The Hon. A.L. McLACHLAN (22:57): I rise to speak on behalf of the Liberal opposition in relation to the Victims of Crime (Victims Rights) Amendment Bill. I advise the chamber that the opposition will not be supporting the bill. We will support the second reading to allow the progression of the bill into the committee stage, but will be opposing it at the third reading.

The Liberal opposition’s reasoning mirrors that of the government, which has just been outlined by the Hon. Mr Hanson. The Liberal Opposition has had regard to both the provisions of the bill and the substantive provisions of the Victims of Crime Act, as has the government, in particular focusing on prosecutorial decision-making. There is a need to delicately balance the involvement of victims of crime in the criminal justice process with the need to ensure that the independence of the Director of Public Prosecutions and his office is maintained.
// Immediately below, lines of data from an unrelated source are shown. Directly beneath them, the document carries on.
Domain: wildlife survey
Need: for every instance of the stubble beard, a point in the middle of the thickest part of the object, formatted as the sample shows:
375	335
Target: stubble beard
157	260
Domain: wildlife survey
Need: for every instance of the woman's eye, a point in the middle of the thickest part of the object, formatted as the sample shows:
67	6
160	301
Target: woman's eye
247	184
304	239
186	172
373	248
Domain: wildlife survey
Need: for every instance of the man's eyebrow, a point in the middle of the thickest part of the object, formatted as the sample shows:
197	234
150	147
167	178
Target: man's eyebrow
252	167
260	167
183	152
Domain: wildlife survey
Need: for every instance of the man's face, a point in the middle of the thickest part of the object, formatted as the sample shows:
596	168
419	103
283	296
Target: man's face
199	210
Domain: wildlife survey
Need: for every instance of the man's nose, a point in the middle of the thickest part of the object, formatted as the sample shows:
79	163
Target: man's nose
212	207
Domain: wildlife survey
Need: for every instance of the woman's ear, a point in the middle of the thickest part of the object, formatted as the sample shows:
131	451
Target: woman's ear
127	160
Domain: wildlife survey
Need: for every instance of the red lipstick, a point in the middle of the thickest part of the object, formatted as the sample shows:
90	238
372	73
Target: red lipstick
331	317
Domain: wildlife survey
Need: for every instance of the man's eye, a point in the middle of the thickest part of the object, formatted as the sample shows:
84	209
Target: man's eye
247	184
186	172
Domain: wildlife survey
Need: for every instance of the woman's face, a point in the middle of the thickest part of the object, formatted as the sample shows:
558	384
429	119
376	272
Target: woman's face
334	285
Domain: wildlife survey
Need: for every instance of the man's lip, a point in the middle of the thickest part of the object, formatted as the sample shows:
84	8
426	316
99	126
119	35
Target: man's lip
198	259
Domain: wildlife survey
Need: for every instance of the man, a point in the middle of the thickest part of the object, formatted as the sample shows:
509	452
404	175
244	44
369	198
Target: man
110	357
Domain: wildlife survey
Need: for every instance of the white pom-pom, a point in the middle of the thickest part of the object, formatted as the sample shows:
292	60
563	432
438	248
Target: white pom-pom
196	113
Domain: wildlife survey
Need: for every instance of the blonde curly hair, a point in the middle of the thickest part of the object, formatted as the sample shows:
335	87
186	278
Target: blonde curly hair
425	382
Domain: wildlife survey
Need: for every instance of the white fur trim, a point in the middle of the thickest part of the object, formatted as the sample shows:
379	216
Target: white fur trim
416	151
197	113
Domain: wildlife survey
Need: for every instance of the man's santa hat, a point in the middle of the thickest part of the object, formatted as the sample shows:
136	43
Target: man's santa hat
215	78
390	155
The Victims of Crime Act, in its current form, already enables victims to be informed of a broad range of information, including, for example, the progress of investigations, charge details, applications for bail, amendments of charges, outcomes of proceedings, sentencing details and the like. Further, the current act also enables a victim who is dissatisfied with the determination made in criminal proceedings to request that the prosecution consider an appeal.

We trust that the DPP and his office and staff will continue to carry out their important role in upholding these legislative rights. It is the opposition’s view that the bill encroaches too far on the Director of Public Prosecutions’ prosecutorial discretion. This is particularly in respect of the proposed amendment that the victim can seek a stay of proceedings through the Commissioner for Victims’ Rights if the prosecuting authority made certain decisions without first consulting the victim.

Whilst we must ensure that wherever possible we keep victims informed and involved, we have an equal duty to ensure that prosecutorial discretion and the independence of the DPP is maintained. As I have indicated to the chamber, the Liberal Party will support the second reading to allow the bill to go into committee, but we will be joining with the government to vote against the bill at the third reading.